26 septembre 2025 -- vendredi, 25ème Semaine du Temps Ordinaire

Ag 1, 15b – 2, 9 ; Lc 9, 18-22

Homélie

Qui est Jésus?

Ceci a sans doute été durant longtemps, pour nous, une question théorique, qui a pris un sens nouveau le jour où nous avons été amenés à nous interroger sur notre propre identité. (Même si nous ne nous sommes peut-être pas posé la question explicitement.).

La réponse à la question « qui est Jésus? » conditionne celle à la question « qui suis‑je? ».

Le Fils de Dieu a accepté toutes les dimensions de l'existence humaine. Les livres pieux des derniers siècles nous ont parlé d'un Jésus qui avait la vision béatifique depuis le début... Mais la Christologie contemporaine nous fait redécouvrir un Jésus plus conforme à ce que nous dit le N.T. : un Jésus qui croît en âge et en sagesse devant Dieu et devant les hommes -- un Jésus qui croît dans la découverte de sa mission et de son identité. Un Jésus aussi pleinement humain que pleinement divin, qui comme tout être humain a besoin d'être confirmé par ses amis dans la perception initiale et ensuite grandissante de son identité.

Plus je médite l'Evangile que nous venons de lire, plus je suis convaincu que quand Jésus dit à ses disciples: "pour vous qui suis‑je ?", ce n'est pas là une question théorique. Ce n'est pas non plus un procédé pédagogique. Il a besoin, lui, Jésus, d'entendre la réponse de Pierre: "Tu es le Messie de Dieu", et cette confirmation lui permet d'assumer pleinement ce qu'Il percevait déjà dans son âme humaine: "Il faut que le Fils de l'homme souffre beaucoup, qu'il soit rejeté par les Anciens... qu'il soit mis à mort et qu'il ressuscite..."

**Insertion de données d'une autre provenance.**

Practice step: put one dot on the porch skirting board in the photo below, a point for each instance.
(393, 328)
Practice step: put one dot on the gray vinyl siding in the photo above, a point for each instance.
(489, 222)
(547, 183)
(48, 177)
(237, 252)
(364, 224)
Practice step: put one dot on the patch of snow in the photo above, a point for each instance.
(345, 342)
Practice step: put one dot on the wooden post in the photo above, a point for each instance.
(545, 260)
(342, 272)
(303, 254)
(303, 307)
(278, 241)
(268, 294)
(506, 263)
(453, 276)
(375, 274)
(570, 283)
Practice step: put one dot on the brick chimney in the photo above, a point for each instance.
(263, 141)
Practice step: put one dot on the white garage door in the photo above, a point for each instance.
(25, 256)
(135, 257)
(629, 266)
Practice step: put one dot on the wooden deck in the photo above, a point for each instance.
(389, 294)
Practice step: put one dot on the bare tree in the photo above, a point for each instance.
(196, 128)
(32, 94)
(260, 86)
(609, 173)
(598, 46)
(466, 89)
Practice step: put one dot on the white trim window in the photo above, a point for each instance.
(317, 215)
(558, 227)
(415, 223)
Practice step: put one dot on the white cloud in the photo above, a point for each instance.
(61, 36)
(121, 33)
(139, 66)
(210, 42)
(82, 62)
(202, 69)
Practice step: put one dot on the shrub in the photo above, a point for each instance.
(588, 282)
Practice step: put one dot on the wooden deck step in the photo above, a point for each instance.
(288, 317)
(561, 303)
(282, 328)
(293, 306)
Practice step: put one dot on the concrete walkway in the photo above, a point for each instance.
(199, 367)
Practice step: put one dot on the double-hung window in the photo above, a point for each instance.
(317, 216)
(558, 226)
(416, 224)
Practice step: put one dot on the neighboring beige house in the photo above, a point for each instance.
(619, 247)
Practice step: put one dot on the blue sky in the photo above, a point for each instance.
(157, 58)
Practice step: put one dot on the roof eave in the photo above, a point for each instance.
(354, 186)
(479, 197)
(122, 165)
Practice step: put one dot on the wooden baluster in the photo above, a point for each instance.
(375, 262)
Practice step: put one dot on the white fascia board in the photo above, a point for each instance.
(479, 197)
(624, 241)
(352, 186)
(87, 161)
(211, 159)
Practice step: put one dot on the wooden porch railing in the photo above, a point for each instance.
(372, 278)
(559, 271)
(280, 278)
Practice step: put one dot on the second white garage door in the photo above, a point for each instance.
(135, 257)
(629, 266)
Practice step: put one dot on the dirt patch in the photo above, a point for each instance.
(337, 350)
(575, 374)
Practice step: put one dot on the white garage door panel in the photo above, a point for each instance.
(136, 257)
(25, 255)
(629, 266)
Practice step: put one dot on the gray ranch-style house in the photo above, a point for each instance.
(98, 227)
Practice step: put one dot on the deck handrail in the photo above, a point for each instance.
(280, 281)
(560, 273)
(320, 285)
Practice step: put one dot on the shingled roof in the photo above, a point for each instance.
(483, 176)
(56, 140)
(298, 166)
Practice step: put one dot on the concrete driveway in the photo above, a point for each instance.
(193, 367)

Jésus sait reconnaître les signes des temps dans sa propre existence: il y a pour lui un temps pour prêcher avec courage et un temps pour se cacher, un temps pour vivre et un temps pour mourir. Ses disciples, et Pierre en particulier, l'aident à faire ce discernement...

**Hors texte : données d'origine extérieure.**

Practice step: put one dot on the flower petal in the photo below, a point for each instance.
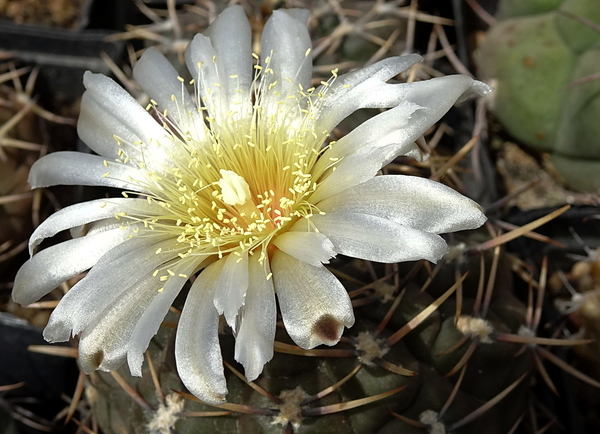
(310, 247)
(314, 305)
(150, 320)
(232, 286)
(436, 96)
(285, 41)
(392, 127)
(197, 349)
(87, 212)
(77, 168)
(120, 268)
(103, 133)
(254, 342)
(56, 264)
(353, 90)
(376, 239)
(410, 201)
(116, 101)
(349, 172)
(203, 63)
(160, 80)
(231, 38)
(103, 344)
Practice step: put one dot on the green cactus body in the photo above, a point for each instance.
(426, 351)
(535, 55)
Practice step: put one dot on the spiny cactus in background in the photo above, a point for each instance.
(421, 359)
(543, 59)
(435, 349)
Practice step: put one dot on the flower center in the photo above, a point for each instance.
(245, 178)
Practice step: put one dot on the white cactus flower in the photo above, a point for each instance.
(239, 183)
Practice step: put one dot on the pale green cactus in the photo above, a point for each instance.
(537, 56)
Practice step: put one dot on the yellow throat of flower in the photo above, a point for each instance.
(248, 180)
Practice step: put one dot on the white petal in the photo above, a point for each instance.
(77, 168)
(103, 344)
(254, 342)
(149, 322)
(197, 349)
(203, 63)
(86, 212)
(310, 247)
(231, 38)
(314, 305)
(353, 90)
(232, 286)
(391, 127)
(349, 172)
(99, 130)
(116, 101)
(285, 40)
(375, 239)
(120, 268)
(159, 79)
(56, 264)
(411, 201)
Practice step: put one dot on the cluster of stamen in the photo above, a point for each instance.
(245, 179)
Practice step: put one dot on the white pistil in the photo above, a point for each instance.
(234, 188)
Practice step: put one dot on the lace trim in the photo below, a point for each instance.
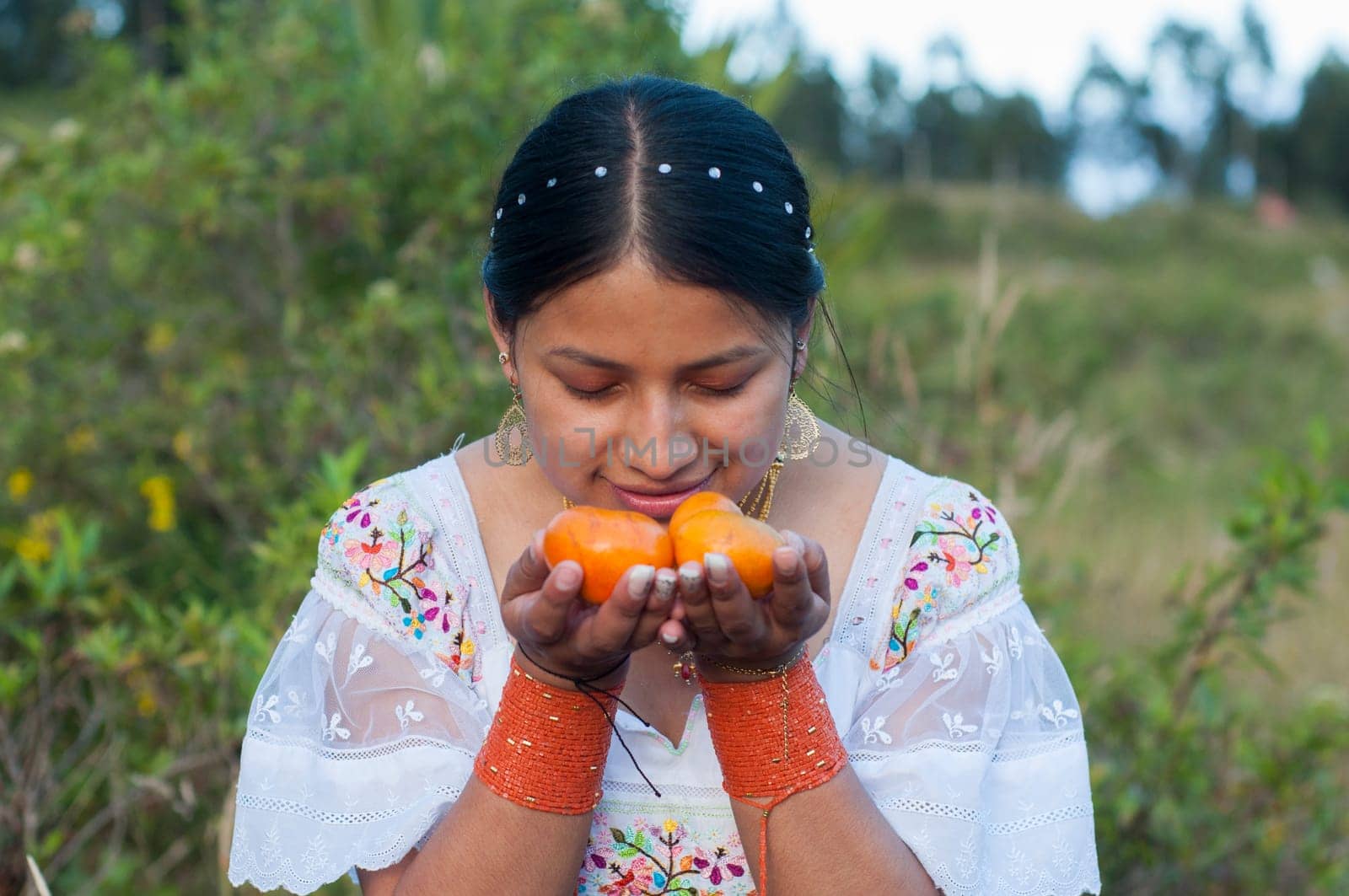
(978, 614)
(853, 624)
(246, 868)
(981, 818)
(1067, 740)
(357, 754)
(292, 807)
(1078, 875)
(710, 794)
(339, 597)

Il y a un temps pour tout, un temps pour chaque chose sous le soleil. Il ne faut surtout pas lire cela avec notre conception occidentale du temps. Pour nous le temps est un immense vide, une ligne continue avec un point de départ et un point d'arrivée: un vide qu'il faut remplir. (Nous parlons parfois d'occuper le temps, et même de tuer le temps.) La mentalité sémitique ignore cette conception du temps. Ce qui existe, pour le Sémite, ce n'est pas une durée qui sera remplie. Ce qui existe, c'est avant tout un certain nombre de réalités, comme la mort, la joie, la peine, la guerre. Chaque réalité a un temps qui lui est propre. Au cours de notre existence humaine nous rencontrons certaines de ces réalités avec leur temps propre. Et l'important est de reconnaître chacune de ces réalités avec leur temps propre. Il y a des temps que nous ne connaissons personnellement qu'une fois, comme la naissance et la mort, mais il y a d'autres temps que nous visitons souvent, comme la joie et la tristesse, la paix et la guerre, etc. Jésus reproche à ses contemporains de reconnaître le temps météorologique de savoir en regardant les signes du firmament, qu'un temps de pluie ou un temps de soleil approche, mais de ne pas savoir reconnaître les temps du Royaume de Dieu.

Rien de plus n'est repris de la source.